Not only that, but if a string isn't lowered, no lower-return spring is even required on that string! You can substitute a piece of wire to hold the lower finger in position. I do that on certain changers, notably the older MSA Classic ones that do not have the reliefs cut in the raise fingers. This makes the full-tone raise possible whenever I have trouble raising the F# (1st string) a whole tone.

[Glenn Demichele]

Thank you so much guys! I got my guitar working OK after some minor rodding changes (to stop some rod rub and time some pulls better), and I noticed that I had to tighten the lower return springs, which I don't think I had to do before. I guess it was either always out-of-whack, or the lower return springs are weakening, or some other mystery issue (!).
I get how the raise hole wouldn't matter because the force ends up on the rivet regardless of the hole selected. I did move a rod and retune it to see if it made any difference in the pull return spring adjustment required, but it did not.

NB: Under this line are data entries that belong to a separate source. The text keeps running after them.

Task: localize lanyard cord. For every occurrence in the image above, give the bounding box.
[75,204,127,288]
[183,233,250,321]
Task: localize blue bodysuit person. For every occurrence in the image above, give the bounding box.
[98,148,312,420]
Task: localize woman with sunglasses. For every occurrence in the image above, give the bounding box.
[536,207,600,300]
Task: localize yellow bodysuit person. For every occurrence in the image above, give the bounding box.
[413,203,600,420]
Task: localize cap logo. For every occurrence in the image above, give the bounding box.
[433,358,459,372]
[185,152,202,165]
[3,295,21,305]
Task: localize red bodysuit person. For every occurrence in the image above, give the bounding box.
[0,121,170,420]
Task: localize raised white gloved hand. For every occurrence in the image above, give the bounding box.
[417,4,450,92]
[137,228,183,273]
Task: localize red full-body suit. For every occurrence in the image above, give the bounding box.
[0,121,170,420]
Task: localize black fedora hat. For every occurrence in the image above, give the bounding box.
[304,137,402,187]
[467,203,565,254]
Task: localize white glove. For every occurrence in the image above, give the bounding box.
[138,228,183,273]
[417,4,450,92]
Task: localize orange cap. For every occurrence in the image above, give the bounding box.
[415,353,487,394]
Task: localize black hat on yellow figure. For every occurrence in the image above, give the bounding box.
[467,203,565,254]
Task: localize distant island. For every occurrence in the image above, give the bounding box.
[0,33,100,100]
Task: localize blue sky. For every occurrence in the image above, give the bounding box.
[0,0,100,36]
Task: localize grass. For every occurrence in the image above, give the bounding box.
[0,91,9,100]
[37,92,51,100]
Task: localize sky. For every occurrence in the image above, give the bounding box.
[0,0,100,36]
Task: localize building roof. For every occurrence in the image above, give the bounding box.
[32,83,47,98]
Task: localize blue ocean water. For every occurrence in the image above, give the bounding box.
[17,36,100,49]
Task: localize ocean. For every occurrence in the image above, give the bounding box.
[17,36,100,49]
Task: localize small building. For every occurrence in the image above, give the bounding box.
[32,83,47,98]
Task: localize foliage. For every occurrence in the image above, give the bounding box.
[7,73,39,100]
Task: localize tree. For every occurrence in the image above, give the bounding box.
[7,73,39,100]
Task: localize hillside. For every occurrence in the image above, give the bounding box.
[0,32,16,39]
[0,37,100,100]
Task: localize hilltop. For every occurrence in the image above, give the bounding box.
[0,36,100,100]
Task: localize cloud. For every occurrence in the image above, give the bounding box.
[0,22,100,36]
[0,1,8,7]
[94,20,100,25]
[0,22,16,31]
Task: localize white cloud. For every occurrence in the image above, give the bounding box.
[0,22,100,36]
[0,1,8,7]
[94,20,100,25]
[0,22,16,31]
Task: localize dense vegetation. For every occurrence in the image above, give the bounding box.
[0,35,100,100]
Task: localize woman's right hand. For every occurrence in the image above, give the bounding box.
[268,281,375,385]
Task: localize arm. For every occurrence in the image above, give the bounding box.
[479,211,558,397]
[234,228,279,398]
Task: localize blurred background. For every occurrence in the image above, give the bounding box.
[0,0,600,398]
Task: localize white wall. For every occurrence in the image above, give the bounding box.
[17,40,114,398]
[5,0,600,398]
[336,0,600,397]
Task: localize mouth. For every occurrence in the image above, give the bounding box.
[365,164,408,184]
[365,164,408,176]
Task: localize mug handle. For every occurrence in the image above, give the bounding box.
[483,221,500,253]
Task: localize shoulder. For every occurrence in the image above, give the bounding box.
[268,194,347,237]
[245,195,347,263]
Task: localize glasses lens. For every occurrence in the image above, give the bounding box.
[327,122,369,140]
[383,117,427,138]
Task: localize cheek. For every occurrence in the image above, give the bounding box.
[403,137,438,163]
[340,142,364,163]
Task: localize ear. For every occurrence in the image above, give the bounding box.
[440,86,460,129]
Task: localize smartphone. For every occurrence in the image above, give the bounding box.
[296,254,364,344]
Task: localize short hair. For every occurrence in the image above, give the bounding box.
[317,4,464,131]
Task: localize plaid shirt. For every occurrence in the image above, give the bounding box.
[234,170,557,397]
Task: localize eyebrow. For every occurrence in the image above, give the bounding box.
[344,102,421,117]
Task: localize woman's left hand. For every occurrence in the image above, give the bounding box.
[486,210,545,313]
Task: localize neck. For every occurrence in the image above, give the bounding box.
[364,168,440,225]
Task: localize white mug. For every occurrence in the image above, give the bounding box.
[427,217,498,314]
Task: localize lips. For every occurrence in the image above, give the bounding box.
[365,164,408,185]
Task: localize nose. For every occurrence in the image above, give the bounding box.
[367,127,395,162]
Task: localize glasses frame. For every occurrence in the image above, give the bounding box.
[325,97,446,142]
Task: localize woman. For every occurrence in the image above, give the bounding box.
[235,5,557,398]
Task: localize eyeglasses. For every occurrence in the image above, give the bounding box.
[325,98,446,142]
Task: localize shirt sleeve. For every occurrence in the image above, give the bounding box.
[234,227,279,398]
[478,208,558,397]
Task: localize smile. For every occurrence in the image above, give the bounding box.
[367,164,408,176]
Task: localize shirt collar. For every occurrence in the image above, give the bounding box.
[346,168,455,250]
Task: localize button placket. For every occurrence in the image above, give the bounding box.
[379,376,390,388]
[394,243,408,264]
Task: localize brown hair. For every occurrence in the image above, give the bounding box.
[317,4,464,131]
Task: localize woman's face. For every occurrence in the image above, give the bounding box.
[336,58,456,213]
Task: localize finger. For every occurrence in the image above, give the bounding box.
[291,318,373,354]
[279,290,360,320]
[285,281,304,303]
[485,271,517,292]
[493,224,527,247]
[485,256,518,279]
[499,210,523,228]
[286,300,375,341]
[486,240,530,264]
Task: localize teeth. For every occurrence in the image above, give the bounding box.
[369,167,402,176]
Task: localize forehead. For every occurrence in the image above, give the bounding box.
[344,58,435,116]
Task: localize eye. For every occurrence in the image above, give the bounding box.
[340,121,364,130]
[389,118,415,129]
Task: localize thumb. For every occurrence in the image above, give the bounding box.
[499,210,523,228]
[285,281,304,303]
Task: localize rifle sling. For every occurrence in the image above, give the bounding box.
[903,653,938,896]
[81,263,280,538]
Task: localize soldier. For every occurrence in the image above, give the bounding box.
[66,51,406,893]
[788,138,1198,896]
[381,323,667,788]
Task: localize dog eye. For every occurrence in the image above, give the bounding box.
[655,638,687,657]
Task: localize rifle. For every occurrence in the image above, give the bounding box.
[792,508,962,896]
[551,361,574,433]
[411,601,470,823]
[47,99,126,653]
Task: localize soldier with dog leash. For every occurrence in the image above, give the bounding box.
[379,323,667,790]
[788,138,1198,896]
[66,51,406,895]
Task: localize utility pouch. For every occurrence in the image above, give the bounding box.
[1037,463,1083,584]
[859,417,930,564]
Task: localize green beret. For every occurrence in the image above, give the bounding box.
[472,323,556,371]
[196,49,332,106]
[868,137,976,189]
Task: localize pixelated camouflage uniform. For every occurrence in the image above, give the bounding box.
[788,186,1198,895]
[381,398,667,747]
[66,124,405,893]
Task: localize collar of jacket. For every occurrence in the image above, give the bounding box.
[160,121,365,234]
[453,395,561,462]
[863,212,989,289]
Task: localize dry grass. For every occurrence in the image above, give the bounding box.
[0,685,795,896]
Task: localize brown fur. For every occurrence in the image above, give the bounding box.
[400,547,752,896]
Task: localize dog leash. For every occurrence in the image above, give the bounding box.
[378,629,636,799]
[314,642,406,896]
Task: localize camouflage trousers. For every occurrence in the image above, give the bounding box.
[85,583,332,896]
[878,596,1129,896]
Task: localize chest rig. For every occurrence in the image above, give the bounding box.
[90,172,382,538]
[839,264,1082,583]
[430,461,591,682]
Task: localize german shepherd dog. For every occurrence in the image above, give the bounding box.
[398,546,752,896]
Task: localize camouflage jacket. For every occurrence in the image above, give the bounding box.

This maybe isn't related to my raise question, but I lubed the heck out of the changer, and things are very very slippery until I load the changer with a string. When I tune a string up to pitch and make the lower return spring too loose, it of course doesn't have enough pull against the string tension to fully return to the stop after a lower, say for example it returns to 2mm away from the stop. If I then move the pull lever with a screwdriver and let go, one would expect that in a perfect frictionless world that that lever would return to that 2mm position again, where the string tension again is balancing against the spring. What I see is that when I move it with my screwdriver, it just sticks where I move it to. I can pull it 4mm from the stop, let go, and it stays there. i can push it all the way to the stop and it stays there. Is this friction on the axle? Maybe it's OK, but I have to tighten the pull return springs pretty much to overcome this friction to make it return to the stop after a pedal pull. My springs are maxxed out on the E9 pedal C raises.

[Donny Hinson]

Do this:
Remove the string and the lower return spring. Then move the changer finger with your finger. It should move back and forth effortlessly. Now, hold the raise finger and see if the lowering finger still slides back and forth easily. If it doesn't, the finger is gummed up and will require some cleaning and relubing. More often than not, it's the finger being gummed up that causes the problem, not the changer axle.

[Glenn Demichele]

Thanks Donny: Yes, with no string and no spring, both the raise and lower fingers move very freely against teach other and the axle. When I add the string and the spring, but no rods, the lower lever gets “sticky”, where if I push it, I can move it but stays where I leave it. If I move it father,, it comes back toward center but sticks before it gets to the balance point.

[Ian Worley]

It does sound like you might just need a little more tension on the return spring(s) so they return reliably, but perhaps I'm misunderstanding what you're saying. Springs do lose strength over time, but that state of relative equilibrium you described in the lowering scissor where it kind of stays where you put it typically just means you need to tighten the spring (assuming the scissor still moves relatively freely without grinding or binding when you push it or pull it).

Keep in mind that the leverage is very different on the return spring side of the equation vs the string side, it's not a 1:1 relationship. String tension is pulling directly on the finger, but leverage is based solely on the radius of the finger, which is relatively short. The return spring is pulling on a much longer compound lever with typically two intermediate pivot points between it and the finger, so there are more mechanical interactions where additional friction could arise. If something is binding or hanging up it's more likely here as Donny suggested, and not likely at the axle. The string pulls the finger in a linear fashion, perpendicular to it, whereas the return spring is essentially pulling off-center because the lowering scissor pivots off one end of an otherwise unsupported rivet that connects it to the raise scissor next to it (typically). If the rivet or its holes are worn or loose it would skew under tension such that it's no longer perpendicular to the holes it rides in, creating additional friction.